Another State Pension Fund Is Actually UnFunded by $4.3 BILLION! by Rory – The Daily Coin
We have reported on CALPers, Illinois and the Teamsters Pension funds being nothing more than a shell with little more than I.O.U.’s in the vaults. This is to say nothing of what happened in Detroit when that city filled bankruptcy or Dallas Pension Fund. Bankers are making out like the bandits they are, and your pension fund, yes yours, is possibly bankrupt. Believe what you will, but if you are counting on a state or city pension fund you may want to consider thinking about making other arrangements. This is not financial advice, as we do not offer financial advice. It might make sense to someone that is concerned about their future to think about what all these ringing alarm bells mean to you.
The steam that is building began in earnest in 2012 and has been picking up speed ever since. Look no further than some of the recent events we have documented time and again – Detroit, CALPers, Jeremy Stein, Teamsters and Dallas Pension Fund. All of these events have taken place in less than five years. What will the next four-plus years bring? How much longer should one sit on their hands and watch as thousands upon thousands of people either have retirement stolen or placed on lock-down as is the case with the Dallas Police Pension fund?
The latest ponzi scheme to be identified and exposed was reported by Florida Watchdog.
Florida lawmakers are using an accounting tweak to defer payments on $20 billion in pension debt, a maneuver that not only hides the “true cost of government” from voters but “passes this expense on to future taxpayers,” Truth in Accounting (TIA) CEO and Founder Sheila Weinberg said.

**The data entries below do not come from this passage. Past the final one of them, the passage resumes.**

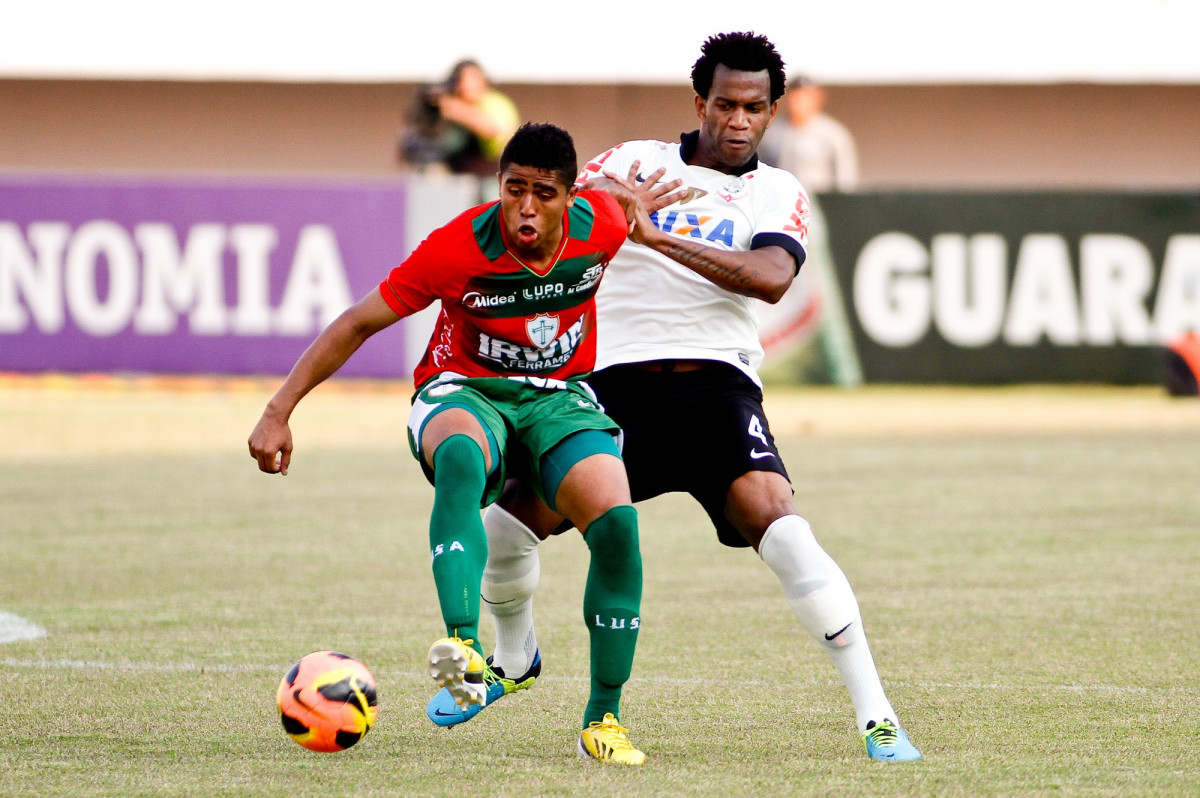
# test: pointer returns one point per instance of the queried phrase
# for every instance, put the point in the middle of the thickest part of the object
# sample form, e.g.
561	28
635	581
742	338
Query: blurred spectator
809	143
461	124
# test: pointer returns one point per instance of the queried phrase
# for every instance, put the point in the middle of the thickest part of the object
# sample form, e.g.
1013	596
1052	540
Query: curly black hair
745	52
543	145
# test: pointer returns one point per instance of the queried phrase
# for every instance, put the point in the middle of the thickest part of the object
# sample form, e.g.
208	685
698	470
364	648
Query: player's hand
652	195
270	444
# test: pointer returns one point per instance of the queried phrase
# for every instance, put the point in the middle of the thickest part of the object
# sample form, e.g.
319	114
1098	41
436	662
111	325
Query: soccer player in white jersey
676	366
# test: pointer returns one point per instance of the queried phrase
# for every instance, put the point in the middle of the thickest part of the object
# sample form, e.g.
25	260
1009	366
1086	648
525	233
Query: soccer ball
328	701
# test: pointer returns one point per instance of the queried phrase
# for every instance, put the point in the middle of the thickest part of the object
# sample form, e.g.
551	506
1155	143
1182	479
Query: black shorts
689	431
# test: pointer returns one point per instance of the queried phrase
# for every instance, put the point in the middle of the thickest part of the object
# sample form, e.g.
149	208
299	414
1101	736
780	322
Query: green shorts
523	420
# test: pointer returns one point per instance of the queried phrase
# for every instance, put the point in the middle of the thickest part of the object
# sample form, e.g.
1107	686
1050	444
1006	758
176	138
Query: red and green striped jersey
501	318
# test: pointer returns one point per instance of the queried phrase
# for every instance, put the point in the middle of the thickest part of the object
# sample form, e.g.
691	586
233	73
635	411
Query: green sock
611	605
457	540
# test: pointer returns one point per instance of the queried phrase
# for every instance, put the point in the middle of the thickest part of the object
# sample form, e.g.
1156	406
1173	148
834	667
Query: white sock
509	582
825	604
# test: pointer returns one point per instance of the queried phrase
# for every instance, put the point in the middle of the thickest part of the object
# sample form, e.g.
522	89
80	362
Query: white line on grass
219	667
15	629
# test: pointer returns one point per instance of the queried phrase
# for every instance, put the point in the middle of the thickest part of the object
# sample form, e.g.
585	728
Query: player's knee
457	457
514	567
612	540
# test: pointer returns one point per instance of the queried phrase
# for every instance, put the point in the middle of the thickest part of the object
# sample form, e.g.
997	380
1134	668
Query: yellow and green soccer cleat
886	742
609	742
456	666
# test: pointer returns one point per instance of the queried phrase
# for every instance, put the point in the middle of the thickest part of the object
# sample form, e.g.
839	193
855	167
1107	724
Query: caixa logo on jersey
705	228
540	358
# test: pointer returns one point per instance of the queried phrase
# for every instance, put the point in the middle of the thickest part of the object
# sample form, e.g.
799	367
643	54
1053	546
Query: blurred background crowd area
942	136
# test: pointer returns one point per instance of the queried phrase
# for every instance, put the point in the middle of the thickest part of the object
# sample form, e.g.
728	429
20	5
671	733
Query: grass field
1026	561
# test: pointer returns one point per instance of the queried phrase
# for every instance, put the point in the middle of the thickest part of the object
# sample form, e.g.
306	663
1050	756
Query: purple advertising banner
191	275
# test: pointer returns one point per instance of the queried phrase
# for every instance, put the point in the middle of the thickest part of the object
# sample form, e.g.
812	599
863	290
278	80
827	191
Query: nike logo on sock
839	633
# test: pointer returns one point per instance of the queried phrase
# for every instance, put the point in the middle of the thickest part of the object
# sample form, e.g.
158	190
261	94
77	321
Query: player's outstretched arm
762	274
270	443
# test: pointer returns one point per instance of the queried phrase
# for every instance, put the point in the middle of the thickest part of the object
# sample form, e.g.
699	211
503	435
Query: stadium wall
130	214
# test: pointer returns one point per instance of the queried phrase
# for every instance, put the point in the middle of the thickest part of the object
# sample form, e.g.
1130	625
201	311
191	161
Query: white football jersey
651	307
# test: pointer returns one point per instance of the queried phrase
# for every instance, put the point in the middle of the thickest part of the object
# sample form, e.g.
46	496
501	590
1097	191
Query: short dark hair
543	145
745	52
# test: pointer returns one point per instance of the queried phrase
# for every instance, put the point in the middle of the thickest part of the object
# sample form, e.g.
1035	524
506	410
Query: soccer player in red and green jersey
501	394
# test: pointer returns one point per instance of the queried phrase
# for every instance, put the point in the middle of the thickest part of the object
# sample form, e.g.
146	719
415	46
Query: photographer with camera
461	124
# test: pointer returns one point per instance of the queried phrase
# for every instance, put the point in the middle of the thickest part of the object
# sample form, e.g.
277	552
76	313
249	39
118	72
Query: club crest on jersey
735	189
541	329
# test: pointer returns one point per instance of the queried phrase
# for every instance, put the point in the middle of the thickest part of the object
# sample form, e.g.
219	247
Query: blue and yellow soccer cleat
886	742
606	741
457	667
444	711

Speaking with Watchdog.org in advance of Tuesday’s release of TIA’s annual ‘Financial State of the States’ report, Weinberg said if the state’s unfunded pension liability was included in its financial statement, Florida would have $58.6 billion available in assets to pay $70.1 billion worth of bills – an $11.6 billion shortfall.
Every Florida taxpayer, she said, has a $1,800 share – and counting – in this unfunded pension debt.

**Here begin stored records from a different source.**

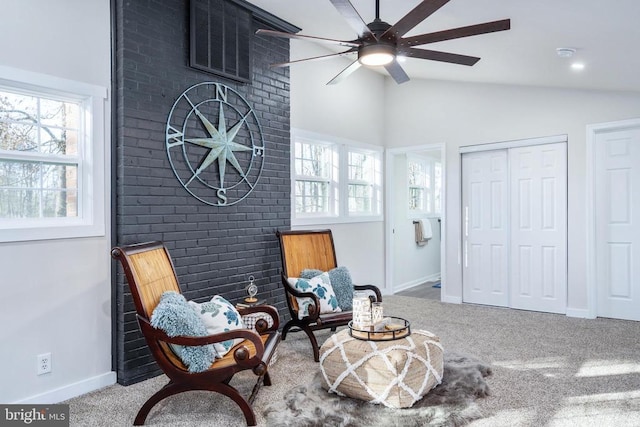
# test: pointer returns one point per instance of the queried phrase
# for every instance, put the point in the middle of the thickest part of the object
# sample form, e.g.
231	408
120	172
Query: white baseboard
451	300
579	312
72	390
416	282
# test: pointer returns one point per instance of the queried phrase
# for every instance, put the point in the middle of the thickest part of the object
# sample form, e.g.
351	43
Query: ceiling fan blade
345	73
433	55
353	18
456	33
315	58
395	70
348	43
413	18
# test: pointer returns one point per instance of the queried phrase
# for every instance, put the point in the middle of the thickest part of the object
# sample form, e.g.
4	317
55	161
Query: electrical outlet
44	363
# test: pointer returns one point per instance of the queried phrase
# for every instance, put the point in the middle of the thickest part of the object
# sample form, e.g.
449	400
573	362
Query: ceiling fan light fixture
376	54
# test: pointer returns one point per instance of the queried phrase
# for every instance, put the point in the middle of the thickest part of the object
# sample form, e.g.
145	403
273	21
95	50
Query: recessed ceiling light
565	52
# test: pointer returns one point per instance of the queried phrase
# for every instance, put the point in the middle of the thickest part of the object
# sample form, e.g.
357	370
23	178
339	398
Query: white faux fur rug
452	403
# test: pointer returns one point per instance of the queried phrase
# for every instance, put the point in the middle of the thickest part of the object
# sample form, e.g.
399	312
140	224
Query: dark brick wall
214	248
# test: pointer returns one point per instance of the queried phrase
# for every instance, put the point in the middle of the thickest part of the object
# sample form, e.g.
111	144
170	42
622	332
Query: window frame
429	190
90	221
339	185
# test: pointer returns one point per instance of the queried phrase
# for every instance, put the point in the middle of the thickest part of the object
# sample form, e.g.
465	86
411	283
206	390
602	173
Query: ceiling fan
380	44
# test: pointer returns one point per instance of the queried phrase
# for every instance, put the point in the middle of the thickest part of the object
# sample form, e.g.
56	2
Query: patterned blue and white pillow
219	315
319	285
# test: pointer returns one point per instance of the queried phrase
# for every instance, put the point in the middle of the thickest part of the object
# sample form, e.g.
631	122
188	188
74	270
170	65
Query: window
220	40
50	182
425	184
334	180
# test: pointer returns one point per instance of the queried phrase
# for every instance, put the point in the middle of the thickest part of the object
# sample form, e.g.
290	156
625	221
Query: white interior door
485	227
538	227
617	219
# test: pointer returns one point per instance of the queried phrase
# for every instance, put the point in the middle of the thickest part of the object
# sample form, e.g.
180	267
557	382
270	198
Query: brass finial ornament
252	290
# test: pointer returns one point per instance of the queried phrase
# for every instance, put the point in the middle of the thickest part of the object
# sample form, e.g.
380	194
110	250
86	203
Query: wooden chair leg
168	390
285	329
267	379
314	343
231	392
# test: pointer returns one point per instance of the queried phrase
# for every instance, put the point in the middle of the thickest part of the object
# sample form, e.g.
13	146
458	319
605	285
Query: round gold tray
395	328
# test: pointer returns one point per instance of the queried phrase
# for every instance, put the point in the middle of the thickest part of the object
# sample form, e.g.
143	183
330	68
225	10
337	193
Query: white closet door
617	200
485	227
538	242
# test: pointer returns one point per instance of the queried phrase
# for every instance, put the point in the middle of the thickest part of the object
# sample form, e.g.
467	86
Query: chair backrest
302	249
149	272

TIA, a Chicago-based nonprofit dedicated to government fiscal transparency, analyzed and graded all 50 state governments’ fiscal health based on their latest Comprehensive Annual Financial Report (CAFRs) filings.
Across all 50 states, TIA calculated more than $1.5 trillion of unfunded debt, “a huge financial burden for current and future taxpayers,” much of it related to public employee health care and retiree benefits.

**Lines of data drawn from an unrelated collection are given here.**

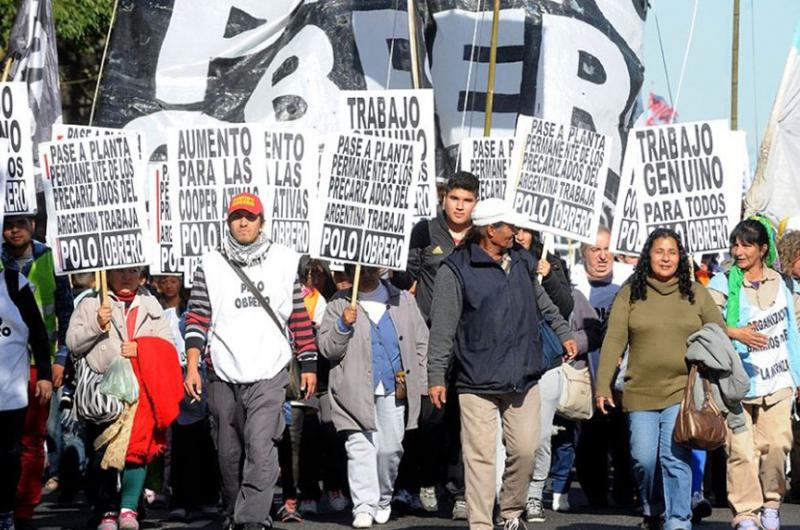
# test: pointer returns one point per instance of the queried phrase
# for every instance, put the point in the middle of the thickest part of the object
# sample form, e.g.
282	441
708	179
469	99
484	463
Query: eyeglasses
238	214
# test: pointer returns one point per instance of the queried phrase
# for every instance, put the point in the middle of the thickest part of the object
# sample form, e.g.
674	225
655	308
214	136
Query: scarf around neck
246	255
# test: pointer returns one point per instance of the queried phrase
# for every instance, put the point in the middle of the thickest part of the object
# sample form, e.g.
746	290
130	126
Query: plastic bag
120	381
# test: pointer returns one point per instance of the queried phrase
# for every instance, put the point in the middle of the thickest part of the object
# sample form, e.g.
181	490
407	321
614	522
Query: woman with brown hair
653	315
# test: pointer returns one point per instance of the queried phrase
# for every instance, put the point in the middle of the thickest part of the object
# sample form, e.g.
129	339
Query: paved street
73	516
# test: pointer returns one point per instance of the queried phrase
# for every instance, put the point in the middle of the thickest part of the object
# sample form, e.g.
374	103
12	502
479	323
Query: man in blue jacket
486	310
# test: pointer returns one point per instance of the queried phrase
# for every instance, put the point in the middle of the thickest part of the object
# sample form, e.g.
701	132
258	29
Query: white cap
494	210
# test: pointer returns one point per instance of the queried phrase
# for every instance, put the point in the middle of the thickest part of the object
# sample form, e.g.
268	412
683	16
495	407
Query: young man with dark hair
432	240
436	441
53	296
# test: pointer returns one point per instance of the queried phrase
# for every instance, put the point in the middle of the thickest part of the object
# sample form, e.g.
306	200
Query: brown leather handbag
699	429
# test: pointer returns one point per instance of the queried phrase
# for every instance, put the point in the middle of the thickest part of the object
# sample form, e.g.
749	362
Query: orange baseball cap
247	202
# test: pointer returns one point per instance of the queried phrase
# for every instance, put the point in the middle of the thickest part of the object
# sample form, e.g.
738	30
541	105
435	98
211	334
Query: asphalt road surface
52	515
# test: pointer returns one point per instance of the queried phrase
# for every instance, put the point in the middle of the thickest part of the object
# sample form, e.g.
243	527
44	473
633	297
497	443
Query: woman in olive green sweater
653	315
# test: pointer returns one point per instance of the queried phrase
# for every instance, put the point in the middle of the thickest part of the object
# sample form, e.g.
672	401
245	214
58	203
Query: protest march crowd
271	287
464	380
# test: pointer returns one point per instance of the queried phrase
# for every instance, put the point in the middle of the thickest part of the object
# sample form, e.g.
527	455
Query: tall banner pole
487	124
6	71
103	62
735	68
412	43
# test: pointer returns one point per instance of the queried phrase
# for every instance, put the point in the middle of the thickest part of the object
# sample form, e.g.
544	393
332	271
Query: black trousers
602	437
299	455
101	484
12	423
194	471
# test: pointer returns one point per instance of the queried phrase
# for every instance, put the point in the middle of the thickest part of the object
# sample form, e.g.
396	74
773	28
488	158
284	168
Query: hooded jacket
724	370
350	355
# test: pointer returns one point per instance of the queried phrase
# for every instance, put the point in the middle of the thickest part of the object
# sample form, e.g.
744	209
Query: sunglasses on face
239	214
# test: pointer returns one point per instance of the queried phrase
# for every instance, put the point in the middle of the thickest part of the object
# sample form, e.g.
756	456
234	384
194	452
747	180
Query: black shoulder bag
293	391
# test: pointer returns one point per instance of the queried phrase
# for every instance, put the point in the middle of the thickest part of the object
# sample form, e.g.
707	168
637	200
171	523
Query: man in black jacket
486	311
438	439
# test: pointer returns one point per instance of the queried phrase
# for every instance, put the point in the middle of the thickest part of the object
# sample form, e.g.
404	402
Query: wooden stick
487	123
412	43
103	61
548	244
104	292
356	281
7	70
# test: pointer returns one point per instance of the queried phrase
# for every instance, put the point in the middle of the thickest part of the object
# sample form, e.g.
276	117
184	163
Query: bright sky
705	92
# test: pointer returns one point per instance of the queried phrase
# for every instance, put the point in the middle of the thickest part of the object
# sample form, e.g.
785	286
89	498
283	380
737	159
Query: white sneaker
383	514
560	502
337	501
427	497
362	520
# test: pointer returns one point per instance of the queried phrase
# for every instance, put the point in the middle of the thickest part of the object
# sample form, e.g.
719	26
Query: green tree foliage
81	28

Florida, once again, scored in the lowest dozen states, earning a ‘C’ in TIA’s report because, like many states, it defers paying down pension debts year after year while only budgeting the bare minimum annually to fund the plan.
Of the $60.8 billion in retirement benefits promised to nearly 400,000 former public workers enrolled in the Florida Retirement System (FRS), TIA maintains in its report that the state has not funded $10.9 billion in pension and $9.3 billion in retiree health care benefits.
“The state has put no money aside to pay for those promises. Future taxpayers will have to pay for them,” Weinberg said.
Because the state “doesn’t want to fess up” about its unfunded pension debt, she said Florida’s reported net position is “inflated” by $4.3 billion.
“It’s showing $4.3 billion less in the red than if they had incurred that cost” of paying down the pension debt, Weinberg said. Source
We have studied, researched and written about this for well over four years. Harry Markopolous, in 2011, tried to warn us about the ongoing theft, within the pension funds, on a daily basis by the banking cabal – link. CALPers pension program is north of 50% underfunded and losing a little more each and every quarter. – link. These are merely two of the articles that paint a picture of a tsunami of pension bankruptcies in the near future.
It is very clear these state, city and larger private pension funds have become nothing more than a fraud and a way for these institutions to continually transfer our wealth to the coffers of others.